So wird Geschichtsschreibung plastisch nachvollziehbar: das Keltenmuseum Hochdorf beleuchtet in einer Sonderausstellung die Entstehungs- und Fundgeschichte archäologischer Exponate.

Archäologie - Warum hatte der Homo Steinheimensis ständig Kopfweh? Warum lässt ein Grabräuber ein besonders wertvolles Fundstück aus Gold einfach im Grab zurück? Wie kann eine Tonschüssel drei Buben vor dem sicheren Tod bewahren? Wer Antworten auf diese Fragen sucht, der ist in der aktuellen Sonderausstellung im Keltenmuseum Hochdorf an der richtigen Adresse.

 

Mit „Schicksalsfunde – Fundschicksale“ macht die Museumschefin Simone Stork die Arbeit der Archäologen besonders plastisch. Im Mittelpunkt der Ausstellung stehen dieses Mal nicht Exponate einer besonderen Siedlung oder historischen Zeitspanne. Es geht vielmehr um den Entstehungszusammenhang von derartigen Ausstellungen, um die Frage, wer wann und warum die später zu Ausstellungsstücken erhobenen historischen Relikte überhaupt gefunden hat.

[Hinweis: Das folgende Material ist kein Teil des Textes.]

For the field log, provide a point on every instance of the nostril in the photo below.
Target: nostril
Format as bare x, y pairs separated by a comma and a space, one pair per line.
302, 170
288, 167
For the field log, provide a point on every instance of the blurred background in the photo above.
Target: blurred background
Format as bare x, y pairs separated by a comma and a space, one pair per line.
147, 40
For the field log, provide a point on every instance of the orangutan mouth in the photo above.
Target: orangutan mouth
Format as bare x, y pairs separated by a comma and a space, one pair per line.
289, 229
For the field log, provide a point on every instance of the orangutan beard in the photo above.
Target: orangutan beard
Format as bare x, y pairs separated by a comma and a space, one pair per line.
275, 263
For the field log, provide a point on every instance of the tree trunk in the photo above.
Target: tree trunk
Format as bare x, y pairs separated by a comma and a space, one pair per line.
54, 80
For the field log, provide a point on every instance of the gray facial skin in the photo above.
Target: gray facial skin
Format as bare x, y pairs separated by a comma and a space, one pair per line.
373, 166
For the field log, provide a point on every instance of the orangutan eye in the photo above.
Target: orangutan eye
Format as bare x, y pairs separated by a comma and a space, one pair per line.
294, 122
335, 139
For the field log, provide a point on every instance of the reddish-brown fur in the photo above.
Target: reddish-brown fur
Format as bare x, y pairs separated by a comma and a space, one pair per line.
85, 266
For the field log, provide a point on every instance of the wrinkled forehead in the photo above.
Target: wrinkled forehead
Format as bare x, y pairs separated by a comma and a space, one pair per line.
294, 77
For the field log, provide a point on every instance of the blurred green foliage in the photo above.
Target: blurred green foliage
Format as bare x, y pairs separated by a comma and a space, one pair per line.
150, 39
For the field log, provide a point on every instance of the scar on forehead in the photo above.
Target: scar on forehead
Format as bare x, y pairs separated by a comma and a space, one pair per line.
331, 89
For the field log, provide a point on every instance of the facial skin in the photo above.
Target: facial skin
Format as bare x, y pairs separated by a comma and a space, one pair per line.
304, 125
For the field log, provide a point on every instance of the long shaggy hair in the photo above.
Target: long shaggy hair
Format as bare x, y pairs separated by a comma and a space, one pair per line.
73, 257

Ein Tongefäß, das drei Leben rettet

Genau dieser quasi historisch-anekdotische Ansatz macht die Ausstellung auch so besuchenswert. Die Museumschefin selbst hat kleine Texte verfasst, mit denen sie den Kontext der jeweiligen Exponate greifbar, menschlich werden lässt. Zum Beispiel mit der Geschichte dreier Buben, die in Benningen – unter strengster Geheimhaltung – eine Höhle vier Meter tief in einen Hügel gegraben haben. Dort stießen sie buchstäblich auf einen Schatz, auf die Relikte eines Tongefäßes, das vermutlich aus dem späten dritten Jahrhundert nach Christus stammt. Die Buben stoppten die Buddelei und machten ihre Geheimhöhle öffentlich – zum Glück, wie Simone Stork findet. „Andernfalls wären die Buben garantiert irgendwann verschüttet worden.“

Auch der erwähnte Grabräuber kommt in der Ausstellung vor. In einem Gräberfeld in Freiberg-Beihingen muss sich ein solcher skrupelloser Dieb zu schaffen gemacht haben. Skrupellos? Wohl doch nicht ganz. Er fand eine Brosche aus Gold mit Glasintarsien – doch nach allem, was man wissen kann, muss er das wertvolle Beutestück unverzüglich wieder zurückgelegt haben. Denn die filigrane Goldscheibenfibel, eine Grabbeigabe eines adeligen Mädchens, war für ihn wohl mit einer Art Fluch behaftet – besser gesagt: die Goldscheibenfibel ist mit Symbolen der Dreifaltigkeit übersät. Der Grabräuber fürchtete offenbar den Zorn Gottes.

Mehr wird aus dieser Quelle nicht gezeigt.